Soon one of the overlapping circles, labeled SMCM-3, flickered before disappearing completely. Adjacent circles soon began flickering as well, changing radii as ground controllers scrambled to compensate.
“And there you go. SAMCOM-3 is cooked like a microwave burrito. Paraguay and northern Argentina just lost whatever passes for the internet down there.”
No great loss, Nick thought to himself. Still, this was encouraging. “No signs of life from the satellite?”
Billy pointed at a status window. “EM spectrum’s quiet. You can see they’re pinging the crap out of it, but it’s not transmitting.”
So they’d just passed the first test. Nick noticed Whitman looking back over his shoulder expectantly. “Ready when you are.”
“The bird’s all yours,” Billy said, lifting his hands from the keyboard.
At that, Whitman pushed up from his seat and floated back to join them. He opened up a hard-shell case that held a set of simple controls: numeric keypad, a few covered switches, and two small joysticks. “T
his’ll take a bit of a fine touch,” Whitman said, slaving one of Billy’s monitors to his control box. After scrolling through an activation menu, he tapped one of the joysticks and the image in his monitor shifted with it as he pulsed Necromancer’s thrusters. “I’ve got control authority.” He turned to Billy. “Can you confirm our range?”
“Fifty meters,” the kid said.
“Give me callouts every ten meters. Thrusting forward.” He tapped against the other joystick and SAMCOM-3 soon began to grow onscreen.
“Forty.” The satellite grew steadily larger.
“Thirty.” It began to fill the screen. Nick was surprised at how steadily everything moved, as if he’d anticipated wind or waves to nudge them about as they might on Earth.

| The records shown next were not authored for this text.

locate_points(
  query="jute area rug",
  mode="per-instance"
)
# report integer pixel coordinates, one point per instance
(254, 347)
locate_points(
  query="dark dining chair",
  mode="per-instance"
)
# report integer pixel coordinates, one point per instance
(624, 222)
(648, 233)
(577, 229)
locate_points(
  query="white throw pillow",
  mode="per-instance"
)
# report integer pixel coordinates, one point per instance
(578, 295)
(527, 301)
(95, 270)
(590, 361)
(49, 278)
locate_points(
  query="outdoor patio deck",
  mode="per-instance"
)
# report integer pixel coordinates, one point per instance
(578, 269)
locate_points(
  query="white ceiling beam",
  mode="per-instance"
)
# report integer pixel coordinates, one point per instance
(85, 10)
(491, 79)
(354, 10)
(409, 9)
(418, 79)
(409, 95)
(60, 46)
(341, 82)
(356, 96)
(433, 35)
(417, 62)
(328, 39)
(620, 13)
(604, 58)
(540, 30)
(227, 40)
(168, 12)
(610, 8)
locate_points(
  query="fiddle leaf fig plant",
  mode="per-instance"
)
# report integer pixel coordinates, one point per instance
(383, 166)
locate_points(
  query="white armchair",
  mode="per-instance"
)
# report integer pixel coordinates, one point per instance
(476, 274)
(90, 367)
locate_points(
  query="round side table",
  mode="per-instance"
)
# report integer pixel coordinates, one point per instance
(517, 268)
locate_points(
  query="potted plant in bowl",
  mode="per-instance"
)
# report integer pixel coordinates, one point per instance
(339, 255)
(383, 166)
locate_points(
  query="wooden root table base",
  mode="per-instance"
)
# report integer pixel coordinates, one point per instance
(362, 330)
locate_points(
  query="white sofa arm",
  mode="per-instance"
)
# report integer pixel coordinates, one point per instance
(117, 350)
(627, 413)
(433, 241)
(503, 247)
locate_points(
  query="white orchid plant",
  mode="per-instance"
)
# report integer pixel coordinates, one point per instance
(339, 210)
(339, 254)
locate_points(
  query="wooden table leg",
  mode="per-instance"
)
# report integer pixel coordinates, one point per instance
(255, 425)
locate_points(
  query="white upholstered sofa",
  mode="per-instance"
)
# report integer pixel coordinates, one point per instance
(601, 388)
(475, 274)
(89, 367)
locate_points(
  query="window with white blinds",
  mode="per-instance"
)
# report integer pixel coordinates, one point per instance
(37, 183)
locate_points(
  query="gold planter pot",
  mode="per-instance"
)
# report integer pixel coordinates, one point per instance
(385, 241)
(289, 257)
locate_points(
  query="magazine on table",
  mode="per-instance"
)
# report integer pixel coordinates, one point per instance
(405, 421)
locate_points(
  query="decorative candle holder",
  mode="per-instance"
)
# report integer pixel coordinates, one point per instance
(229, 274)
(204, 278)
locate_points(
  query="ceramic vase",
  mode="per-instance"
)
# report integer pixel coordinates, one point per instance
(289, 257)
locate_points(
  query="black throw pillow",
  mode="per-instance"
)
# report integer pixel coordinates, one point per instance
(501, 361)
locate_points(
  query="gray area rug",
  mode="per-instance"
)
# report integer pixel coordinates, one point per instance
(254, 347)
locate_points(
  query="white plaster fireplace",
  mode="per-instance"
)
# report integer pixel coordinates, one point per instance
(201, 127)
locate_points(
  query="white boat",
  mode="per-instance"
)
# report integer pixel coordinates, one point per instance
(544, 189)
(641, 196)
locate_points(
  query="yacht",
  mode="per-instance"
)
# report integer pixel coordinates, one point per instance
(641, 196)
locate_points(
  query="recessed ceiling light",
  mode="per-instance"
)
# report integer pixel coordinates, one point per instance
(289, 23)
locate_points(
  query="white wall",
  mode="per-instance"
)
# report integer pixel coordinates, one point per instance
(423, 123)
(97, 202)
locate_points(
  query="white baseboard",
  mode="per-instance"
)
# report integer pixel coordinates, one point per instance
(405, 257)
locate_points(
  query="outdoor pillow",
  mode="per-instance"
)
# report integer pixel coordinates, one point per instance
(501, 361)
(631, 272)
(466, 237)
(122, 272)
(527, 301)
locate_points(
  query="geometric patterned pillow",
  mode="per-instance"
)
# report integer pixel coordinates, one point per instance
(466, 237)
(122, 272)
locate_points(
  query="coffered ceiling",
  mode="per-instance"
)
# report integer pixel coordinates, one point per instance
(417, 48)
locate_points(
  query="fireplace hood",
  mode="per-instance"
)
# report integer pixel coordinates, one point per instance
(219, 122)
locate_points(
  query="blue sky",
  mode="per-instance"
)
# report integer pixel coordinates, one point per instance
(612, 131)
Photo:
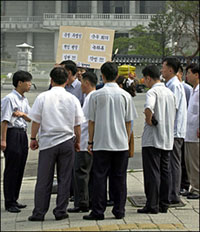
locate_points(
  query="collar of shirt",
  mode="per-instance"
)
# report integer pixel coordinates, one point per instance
(157, 84)
(18, 94)
(111, 84)
(74, 83)
(170, 81)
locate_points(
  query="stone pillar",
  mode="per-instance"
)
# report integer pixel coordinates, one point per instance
(30, 8)
(24, 57)
(58, 6)
(94, 7)
(56, 36)
(112, 7)
(132, 7)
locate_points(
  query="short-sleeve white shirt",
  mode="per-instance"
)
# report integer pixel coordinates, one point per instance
(58, 112)
(181, 105)
(110, 108)
(193, 116)
(9, 104)
(161, 101)
(84, 125)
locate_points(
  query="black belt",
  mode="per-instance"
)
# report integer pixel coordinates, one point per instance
(18, 128)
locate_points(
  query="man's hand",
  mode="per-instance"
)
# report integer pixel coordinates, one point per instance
(3, 145)
(34, 144)
(90, 148)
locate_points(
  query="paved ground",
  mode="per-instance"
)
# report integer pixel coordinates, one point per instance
(177, 219)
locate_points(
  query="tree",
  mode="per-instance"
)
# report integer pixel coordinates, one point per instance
(185, 24)
(161, 27)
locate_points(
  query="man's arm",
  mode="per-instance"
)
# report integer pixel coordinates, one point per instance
(128, 129)
(91, 125)
(148, 115)
(4, 127)
(34, 130)
(77, 131)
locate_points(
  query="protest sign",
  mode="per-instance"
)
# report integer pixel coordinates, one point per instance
(86, 46)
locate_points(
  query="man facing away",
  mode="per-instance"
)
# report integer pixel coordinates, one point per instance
(57, 116)
(83, 160)
(169, 70)
(157, 141)
(110, 115)
(192, 133)
(14, 141)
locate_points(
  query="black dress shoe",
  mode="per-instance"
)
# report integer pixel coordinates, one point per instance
(184, 192)
(193, 196)
(35, 219)
(147, 210)
(163, 210)
(13, 209)
(20, 206)
(78, 209)
(109, 203)
(93, 217)
(64, 216)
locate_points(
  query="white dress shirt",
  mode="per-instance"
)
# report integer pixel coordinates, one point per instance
(57, 111)
(193, 116)
(181, 105)
(161, 101)
(110, 108)
(9, 104)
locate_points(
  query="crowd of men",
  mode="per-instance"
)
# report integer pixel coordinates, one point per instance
(85, 134)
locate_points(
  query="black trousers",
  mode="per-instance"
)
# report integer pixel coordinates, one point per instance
(15, 160)
(175, 171)
(83, 165)
(156, 177)
(61, 156)
(185, 184)
(115, 164)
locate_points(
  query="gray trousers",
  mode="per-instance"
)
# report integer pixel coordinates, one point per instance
(175, 171)
(82, 168)
(192, 165)
(61, 156)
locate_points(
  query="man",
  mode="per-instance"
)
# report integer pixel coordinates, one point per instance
(110, 115)
(192, 132)
(14, 141)
(157, 141)
(169, 69)
(83, 160)
(73, 85)
(185, 184)
(57, 115)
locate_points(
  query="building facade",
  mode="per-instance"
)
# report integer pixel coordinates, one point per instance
(37, 22)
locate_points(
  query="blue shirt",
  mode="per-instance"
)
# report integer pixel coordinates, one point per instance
(75, 89)
(181, 107)
(11, 103)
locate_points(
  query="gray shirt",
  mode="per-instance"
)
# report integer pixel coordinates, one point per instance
(181, 107)
(75, 89)
(11, 103)
(110, 108)
(161, 101)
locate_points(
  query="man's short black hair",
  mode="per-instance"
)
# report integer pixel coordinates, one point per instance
(71, 67)
(172, 62)
(109, 70)
(151, 71)
(59, 75)
(194, 68)
(21, 76)
(67, 62)
(91, 77)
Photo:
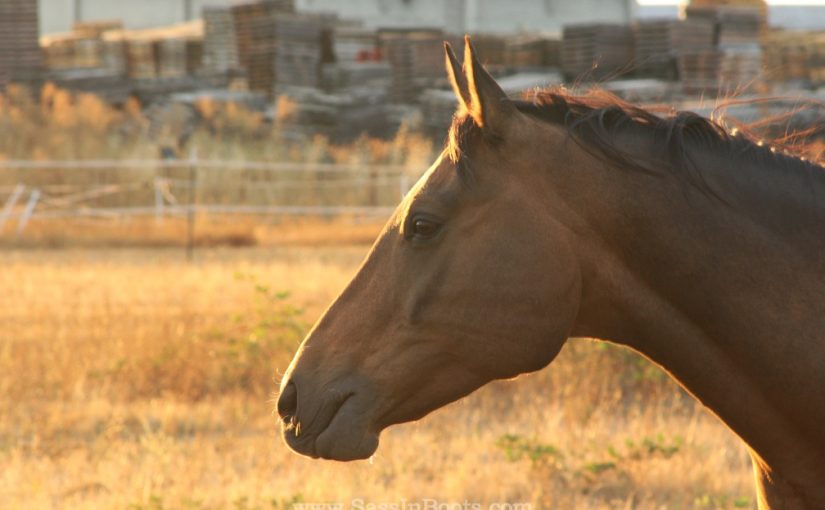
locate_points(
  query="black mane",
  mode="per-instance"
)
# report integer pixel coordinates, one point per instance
(600, 123)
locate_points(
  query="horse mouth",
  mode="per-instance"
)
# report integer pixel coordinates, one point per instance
(334, 433)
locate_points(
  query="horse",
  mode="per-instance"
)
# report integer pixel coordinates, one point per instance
(567, 215)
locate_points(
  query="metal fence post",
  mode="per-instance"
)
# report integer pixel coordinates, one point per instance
(159, 202)
(5, 214)
(193, 198)
(28, 212)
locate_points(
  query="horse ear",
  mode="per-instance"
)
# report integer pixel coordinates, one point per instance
(457, 78)
(490, 106)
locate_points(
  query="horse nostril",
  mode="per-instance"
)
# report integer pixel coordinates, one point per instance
(288, 401)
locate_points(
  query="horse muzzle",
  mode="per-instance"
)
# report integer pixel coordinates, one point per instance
(332, 424)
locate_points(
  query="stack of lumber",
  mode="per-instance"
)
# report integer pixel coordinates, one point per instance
(164, 52)
(20, 58)
(220, 47)
(660, 42)
(491, 47)
(298, 50)
(357, 67)
(735, 61)
(796, 57)
(95, 29)
(417, 60)
(354, 44)
(360, 79)
(255, 36)
(532, 51)
(596, 51)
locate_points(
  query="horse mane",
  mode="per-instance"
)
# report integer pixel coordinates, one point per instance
(600, 122)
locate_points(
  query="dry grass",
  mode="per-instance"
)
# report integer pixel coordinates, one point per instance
(209, 231)
(130, 379)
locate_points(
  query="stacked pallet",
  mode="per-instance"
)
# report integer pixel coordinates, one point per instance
(660, 42)
(255, 36)
(20, 58)
(354, 44)
(796, 57)
(298, 50)
(165, 52)
(532, 51)
(786, 55)
(596, 51)
(735, 62)
(220, 47)
(492, 48)
(720, 71)
(417, 61)
(357, 66)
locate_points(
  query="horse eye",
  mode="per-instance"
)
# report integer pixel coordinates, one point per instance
(424, 228)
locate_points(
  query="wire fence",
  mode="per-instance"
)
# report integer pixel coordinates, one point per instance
(105, 189)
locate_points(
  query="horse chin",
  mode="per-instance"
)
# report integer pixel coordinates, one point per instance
(346, 437)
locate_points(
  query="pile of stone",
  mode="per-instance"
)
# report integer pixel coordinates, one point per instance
(20, 59)
(596, 51)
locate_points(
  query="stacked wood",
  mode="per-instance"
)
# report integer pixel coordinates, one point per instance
(532, 51)
(796, 56)
(719, 71)
(660, 42)
(596, 51)
(491, 47)
(95, 29)
(254, 24)
(163, 52)
(354, 44)
(357, 66)
(298, 50)
(220, 47)
(417, 61)
(20, 58)
(735, 63)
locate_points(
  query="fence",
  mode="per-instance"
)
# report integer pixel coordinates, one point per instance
(105, 189)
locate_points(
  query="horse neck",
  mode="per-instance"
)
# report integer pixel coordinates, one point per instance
(708, 294)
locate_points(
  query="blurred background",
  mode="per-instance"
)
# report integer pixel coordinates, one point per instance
(186, 184)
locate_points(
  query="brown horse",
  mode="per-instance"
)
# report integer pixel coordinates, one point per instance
(586, 217)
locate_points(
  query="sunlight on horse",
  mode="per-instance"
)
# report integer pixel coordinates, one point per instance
(582, 216)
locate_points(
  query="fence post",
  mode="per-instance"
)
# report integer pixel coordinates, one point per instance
(28, 212)
(159, 202)
(10, 202)
(403, 185)
(193, 198)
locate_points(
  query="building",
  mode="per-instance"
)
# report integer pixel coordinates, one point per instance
(457, 16)
(19, 51)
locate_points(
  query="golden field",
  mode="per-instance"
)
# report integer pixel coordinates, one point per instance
(132, 379)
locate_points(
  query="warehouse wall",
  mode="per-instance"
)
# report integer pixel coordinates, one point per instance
(456, 16)
(59, 15)
(490, 16)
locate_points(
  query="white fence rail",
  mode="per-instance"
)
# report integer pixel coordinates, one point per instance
(45, 190)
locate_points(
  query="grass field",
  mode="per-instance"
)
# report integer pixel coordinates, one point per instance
(131, 379)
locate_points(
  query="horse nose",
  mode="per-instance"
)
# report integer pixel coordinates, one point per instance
(288, 401)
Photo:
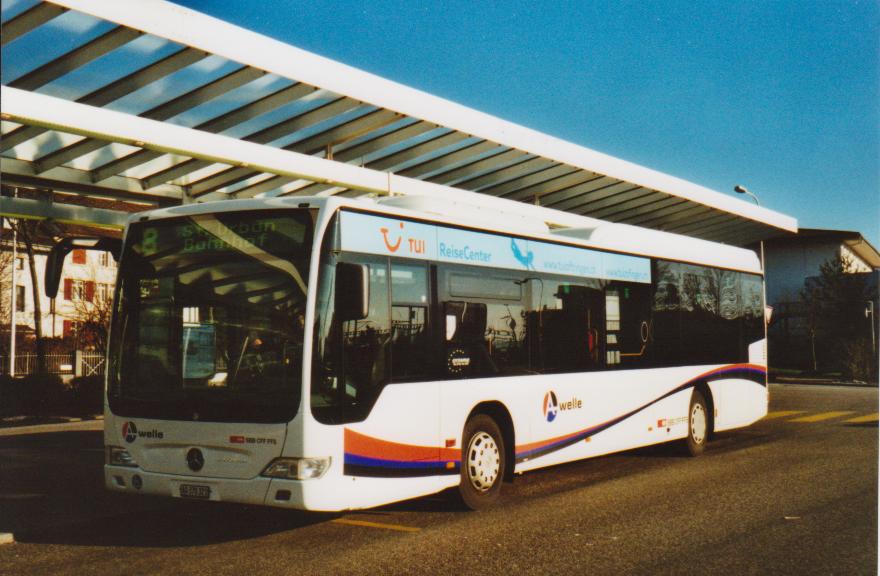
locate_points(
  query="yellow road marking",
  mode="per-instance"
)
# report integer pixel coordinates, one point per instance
(782, 414)
(380, 525)
(822, 416)
(860, 419)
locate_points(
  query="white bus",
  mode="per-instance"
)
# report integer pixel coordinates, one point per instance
(333, 354)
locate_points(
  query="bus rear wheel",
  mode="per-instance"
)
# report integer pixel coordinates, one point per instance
(482, 463)
(698, 424)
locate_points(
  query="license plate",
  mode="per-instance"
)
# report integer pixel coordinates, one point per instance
(195, 491)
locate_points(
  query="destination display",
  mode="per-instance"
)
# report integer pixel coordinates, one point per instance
(393, 237)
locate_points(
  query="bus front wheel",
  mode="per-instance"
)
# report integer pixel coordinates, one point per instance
(482, 463)
(698, 424)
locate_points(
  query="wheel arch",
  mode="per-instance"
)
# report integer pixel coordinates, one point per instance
(703, 387)
(501, 415)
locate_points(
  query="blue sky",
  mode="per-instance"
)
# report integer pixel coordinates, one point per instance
(782, 97)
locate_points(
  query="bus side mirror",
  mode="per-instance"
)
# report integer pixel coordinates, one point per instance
(352, 291)
(55, 261)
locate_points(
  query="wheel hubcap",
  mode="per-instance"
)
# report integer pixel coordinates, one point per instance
(698, 423)
(484, 461)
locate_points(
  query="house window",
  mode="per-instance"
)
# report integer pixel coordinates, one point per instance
(106, 260)
(79, 290)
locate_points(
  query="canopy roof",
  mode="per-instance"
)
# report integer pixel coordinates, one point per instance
(172, 77)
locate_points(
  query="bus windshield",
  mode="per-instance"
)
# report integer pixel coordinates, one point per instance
(209, 317)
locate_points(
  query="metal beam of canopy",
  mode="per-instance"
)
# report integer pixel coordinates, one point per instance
(115, 127)
(356, 118)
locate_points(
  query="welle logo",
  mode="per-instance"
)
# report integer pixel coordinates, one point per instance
(131, 433)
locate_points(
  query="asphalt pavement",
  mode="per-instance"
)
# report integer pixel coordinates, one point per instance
(793, 494)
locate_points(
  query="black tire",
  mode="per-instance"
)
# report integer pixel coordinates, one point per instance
(482, 463)
(699, 424)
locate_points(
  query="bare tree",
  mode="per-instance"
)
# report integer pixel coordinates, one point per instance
(27, 231)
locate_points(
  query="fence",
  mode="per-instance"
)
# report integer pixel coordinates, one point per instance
(75, 363)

“Twenty.” Whitman tapped back against the joystick and the image slowed.
“Ten.” One more tap and the image stopped cold.
“Stable at four meters,” Whitman said. “Ready for the claw.” He looked to Giselle, who had stayed in the copilot seat. Without a word, she floated down to them and took over the control box as Whitman went back to his seat. If what came next didn’t work, their trip would be for nothing.
She threw over a mode selector, and the same joysticks used to maneuver the satellite now controlled the grappling arms. It limited what they could do at any one time—fly the satellite or use the grappler—but it saved precious mass and volume aboard their small orbiting workshop. She activated a camera mounted alongside the claw and another window appeared on-screen, filled with SAMCOM’s frame. It grew as she moved the claw closer until ending with a shudder.
“Capture.”
6
In his limited flying career, Marshall Hunter had yet to succumb to airsickness. Not during instrument training, not while learning aerobatics and upset recovery; not once had he felt the urge to tear off his mask and lunge for a barf bag.
All of that had occurred while he’d been in the pilot’s seat, behind a windscreen or beneath a bubble canopy with his instruments to lean on instead of his own vestibular vicissitudes. The rolling and shaking of launch might have been otherwise tolerable if he’d had some kind of outside reference. Here, strapped into the back of an S-21 Specter spaceplane, its lifting-body fuselage enclosed behind a clamshell fairing, he had no view of the window or even the pilot’s instruments. For the first time in his flying experience, he was a helpless passenger.